Sepertinya, seolah ia mendadak teringat sesuatu, “Ah, aku harus mengganti ke pakaian malamku.”

Selagi ia mengucapkan kata-kata itu, ia berpindah dengan akrabnya di sekitar ranjang giok tersebut, dan berjalan menuju ke lemari pakaian di dalam kamar tidurnya.

Kemudian, suara lembutnya terdengar, “Huh? Kemana semua pakaian malamku? Kenapa mereka semua punya Di Jun? Lemari ini sudah pasti yang benar. Ah, lupakan saja, aku ngantuk, aku hanya akan memakai pakaian malamnya dulu.”

Suara desir pakaian yang sedang berganti pun mengikuti.

Di Jun duduk tegak, menjentikkan tangannya, dan kulit kerang di ujung tempat tidur pun perlahan terbuka, memperlihatkan sebutir mutiara seukuran telur yang memancarkan kilau yang lembut. Cahayanya lemah, tetapi cukup untuk menerangi tirai muslin itu.

Suara langkah kakinya segera terdengar, dan di waktu berikutnya, tirai muslinnya terbuka. Wajah wanita itu sepenuhnya tampak dengan kilau mutiara tersebut. Di Jun mendongakkan kepalanya, dan mata mereka bertemu di udara.

Itu adalah wajah yang sangat indah, halus dengan sedikit aura seperti anak kecil. Jelas terlihat bahwa ia masih seorang gadis yang muda. Rambutnya yang seperti awan itu mengalir turun di punggungnya, alis gelapnya ramping dan panjang, mata aprikotnya yang besar berkilauan, pangkal hidungnya tegak lurus, mulut mungil yang halus, dan bibir sewarna ceri.

Di Jun yang tidak pernah membawa wanita cantik di mata pikirannya, harus mengakui bahwa wajah ini cantik sekali hingga ia merasa tergerak. Pola bunga yang menghiasi keningnya, entah apakah itu dilukis dengan indah atau tanda lahir alami, memiliki bintik-bintik kecil berwarna merah merona yang indah; seperti bulu phoenix tertutup, menambahkan dua poin glamor lagi pada kecantikannya seperti sentuhan akhir.

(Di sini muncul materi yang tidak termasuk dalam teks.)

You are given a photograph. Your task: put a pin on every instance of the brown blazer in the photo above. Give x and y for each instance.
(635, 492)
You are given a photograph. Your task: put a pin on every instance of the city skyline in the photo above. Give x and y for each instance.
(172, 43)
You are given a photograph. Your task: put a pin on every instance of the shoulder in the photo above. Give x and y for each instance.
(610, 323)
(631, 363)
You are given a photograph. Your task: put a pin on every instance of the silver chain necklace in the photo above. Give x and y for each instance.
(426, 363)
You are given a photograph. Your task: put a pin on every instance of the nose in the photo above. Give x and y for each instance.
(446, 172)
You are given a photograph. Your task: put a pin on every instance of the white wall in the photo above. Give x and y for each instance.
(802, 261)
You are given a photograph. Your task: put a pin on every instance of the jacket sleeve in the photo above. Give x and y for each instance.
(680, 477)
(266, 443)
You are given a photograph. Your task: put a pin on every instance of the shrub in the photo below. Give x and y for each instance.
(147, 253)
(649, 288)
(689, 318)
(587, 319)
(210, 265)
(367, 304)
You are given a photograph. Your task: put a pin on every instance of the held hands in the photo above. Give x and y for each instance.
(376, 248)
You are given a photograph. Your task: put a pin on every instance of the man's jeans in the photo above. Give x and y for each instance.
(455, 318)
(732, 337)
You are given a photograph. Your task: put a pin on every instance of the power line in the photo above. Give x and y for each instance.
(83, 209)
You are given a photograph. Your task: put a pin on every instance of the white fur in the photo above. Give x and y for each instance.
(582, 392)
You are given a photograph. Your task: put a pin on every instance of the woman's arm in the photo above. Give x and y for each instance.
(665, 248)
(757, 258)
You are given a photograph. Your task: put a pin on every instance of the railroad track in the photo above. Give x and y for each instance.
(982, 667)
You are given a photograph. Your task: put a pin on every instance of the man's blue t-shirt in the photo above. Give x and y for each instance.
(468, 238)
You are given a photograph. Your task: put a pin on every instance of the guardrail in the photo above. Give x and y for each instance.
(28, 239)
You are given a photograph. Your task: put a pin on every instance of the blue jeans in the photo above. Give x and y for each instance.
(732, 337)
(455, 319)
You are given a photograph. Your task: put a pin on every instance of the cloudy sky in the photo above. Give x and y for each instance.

Di Jun merasa bawa dirinya di masa dua ratus enam puluh ribu tahun mendatang masih memiliki mata yang bagus, tetapi perbedaan usia ini ....

Gadis itu sepertinya tidak menyadari bahwa Di Jun tengah mengamatinya dengan cermat. Cara gadis itu menatapnya jelas sangat alami, seperti bagaimana ia mengenakan pakaian malamnya, berdiri dekat tempat tidur, dan saling bertatapan. Rasanya seolah sesuatu yang telah dilakukannya berkali-kali sebagai kebiasaan sehari-hari.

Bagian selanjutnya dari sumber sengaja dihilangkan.